Both men thought of their experiences as parts of a spiritual journey that would result in more authentic happiness. Transcendentalists, including Thoreau, strove for a closer relationship to nature. Transcendentalism also emphasizes the importance of self-reliance, which McCandless attempted to demonstrate in the ways he traveled, worked and gathered food and supplies.
Thoreau is one of several significant inspirations for McCandless's worldview. McCandless demonstrated an extreme interpretation of Thoreau's call for simplicity: he gave away or destroyed most of his personal belongings before setting out for Alaska to experience nature in the wildest form available to him.
Thoreau believed that the wildness of nature was important. He wrote:
"We need the tonic of wildness. ... At the same time that we are earnest to explore and learn all things, we require that all things be mysterious and unexplorable, that land and sea be indefinitely wild, unsurveyed and unfathomed by us because unfathomable.
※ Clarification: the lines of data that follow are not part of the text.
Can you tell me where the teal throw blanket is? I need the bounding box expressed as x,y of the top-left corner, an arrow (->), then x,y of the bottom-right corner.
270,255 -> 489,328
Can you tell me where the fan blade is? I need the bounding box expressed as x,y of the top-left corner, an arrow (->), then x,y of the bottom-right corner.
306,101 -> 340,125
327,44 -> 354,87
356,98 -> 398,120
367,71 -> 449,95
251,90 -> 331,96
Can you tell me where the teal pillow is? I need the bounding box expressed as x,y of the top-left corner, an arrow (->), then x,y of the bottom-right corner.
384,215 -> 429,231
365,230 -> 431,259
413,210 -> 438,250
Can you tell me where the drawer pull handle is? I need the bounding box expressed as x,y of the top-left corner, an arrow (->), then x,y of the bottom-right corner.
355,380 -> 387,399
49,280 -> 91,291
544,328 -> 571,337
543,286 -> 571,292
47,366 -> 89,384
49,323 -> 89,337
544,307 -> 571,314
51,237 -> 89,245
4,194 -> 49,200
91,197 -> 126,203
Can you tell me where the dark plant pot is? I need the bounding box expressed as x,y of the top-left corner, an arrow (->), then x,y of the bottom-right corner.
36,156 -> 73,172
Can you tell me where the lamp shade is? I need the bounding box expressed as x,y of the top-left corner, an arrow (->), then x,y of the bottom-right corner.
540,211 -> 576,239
We can never have enough of nature.”
Though he could not find somewhere truly wild and untouched by humans (he settled in a deserted bus), McCandless nonetheless desired to find an unexplored wildnerness. Therefore, he created a sense of wilderness by traveling without a map of the landscape.
Neither man fully exiled himself from society. Walden Pond, where Thoreau built his small home, was located on Ralph Waldo Emerson's property near Concord. Thoreau frequently visited the town and could hear the trains passing nearby. Similarly, McCandless set up his camp less than thirty miles from Healy, Alaska. After only a few months in the wilderness, he decided to return to civilized society. However, he was forced to stay because the river he'd crossed to get to the bus had risen significantly and become impossible to cross.